À Madagascar, nous parlons de “Refondation Nationale” comme on parlerait d’une cathédrale mais en continuant de construire avec les mêmes briques pourries, comme un vieux taxi-be repeint à la bombe se prétend “neuf”. Et pendant qu’on réécrit la Constitution en catimini, dans des cercles restreints et en grande pompe, le numérique, lui, reste cette arrière-salle sombre où l’on entasse les futurs malgaches en espérant qu’ils ne poseront pas trop de questions. Grave erreur. Très grave.

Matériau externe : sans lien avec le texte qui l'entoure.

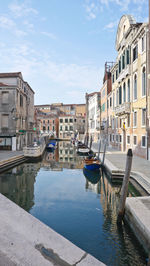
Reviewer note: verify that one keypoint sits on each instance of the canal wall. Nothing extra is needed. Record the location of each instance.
(27, 241)
(10, 162)
(137, 210)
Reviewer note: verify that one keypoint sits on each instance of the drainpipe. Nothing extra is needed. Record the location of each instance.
(148, 83)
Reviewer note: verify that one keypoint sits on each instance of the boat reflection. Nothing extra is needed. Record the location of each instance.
(92, 176)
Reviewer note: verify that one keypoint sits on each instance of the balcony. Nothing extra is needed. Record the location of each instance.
(124, 73)
(124, 108)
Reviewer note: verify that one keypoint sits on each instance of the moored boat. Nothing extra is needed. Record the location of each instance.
(92, 176)
(92, 163)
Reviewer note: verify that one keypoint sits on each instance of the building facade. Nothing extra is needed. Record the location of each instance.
(16, 112)
(127, 101)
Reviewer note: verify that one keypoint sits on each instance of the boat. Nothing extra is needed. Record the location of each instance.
(92, 176)
(92, 163)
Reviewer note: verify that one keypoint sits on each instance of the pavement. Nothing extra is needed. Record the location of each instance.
(137, 209)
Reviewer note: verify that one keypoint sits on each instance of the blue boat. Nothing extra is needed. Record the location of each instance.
(92, 164)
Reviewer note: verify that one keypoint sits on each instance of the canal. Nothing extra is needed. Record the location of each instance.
(81, 207)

Tout change, paraît-il. Sauf les méthodes, sauf les réflexes, sauf la peur panique qu’ont certains d’un peuple qui réfléchirait enfin par lui-même. Car le vrai cauchemar de tout régime, ce n’est pas la pauvreté du peuple, c’est l’éventualité qu’il se réveille de nouveau. Pendant des années, les experts orangés, bien garnis en mise en scène, ont transformé le pays en théâtre d’ombres, où la peur, l’intimidation intellectuelle et les mensonges institutionnels tenaient lieu de gouvernance. Ayant comme objectif d’empêcher toute génération de comprendre le monde réel, ils ont créé une population pilotable au doigt, à l’ego et au micro. Mais la génération qui arrive ne vivra pas dans le même Madagascar que ceux qui ont gouverné avant. Elle vivra dans un monde connecté, ultrarapide, hyper-exposé, où l’ignorance numérique est un handicap aussi lourd qu’un enfant qu’on enverrait à l’école sans cahier.
La révolution de Septembre a été alimentée par le numérique qui a ouvert une fenêtre dans la maison que le clan Rajoelina tentait de garder dans le noir. Une fenêtre qu’il a essayé de clouer, de verrouiller, de masquer… parce qu’il savait très bien que la lumière détruit les illusions. Alors posons la question. Pourquoi le numérique doit-il entrer dans la nouvelle Constitution ? Parce qu’il faut immuniser le pays contre la prochaine tentative d’hypnose collective. Il faut que l’éducation numérique devienne un droit fondamental, pour empêcher l’ère des manipulations déguisées en leadership. Il faut que les données soient protégées, pour éviter que les futurs dirigeants n’aient la tentation de rejouer le film de la surveillance opportuniste. Il faut que les systèmes publics soient audités, transparents, inviolables, pour que plus personne ne trafique la réalité au détriment des citoyens. Il faut constitutionnaliser le numérique pour neutraliser à jamais les héritiers des méthodes d’hier. Parce que ces anciens stratèges du brouillard ne craignent pas la technologie. Ils craignent le peuple qui la comprend. Ils craignent l’élève de 12 ans qui sait vérifier une information. Ils craignent la mère qui sait lire un contrat numérique. Ils craignent l’agriculteur qui connaît ses droits en ligne. Ils craignent l’internaute qui sait dire : “Non, cette version officielle ne tient pas debout.” Ils craignent un pays équipé d’un cerveau collectif.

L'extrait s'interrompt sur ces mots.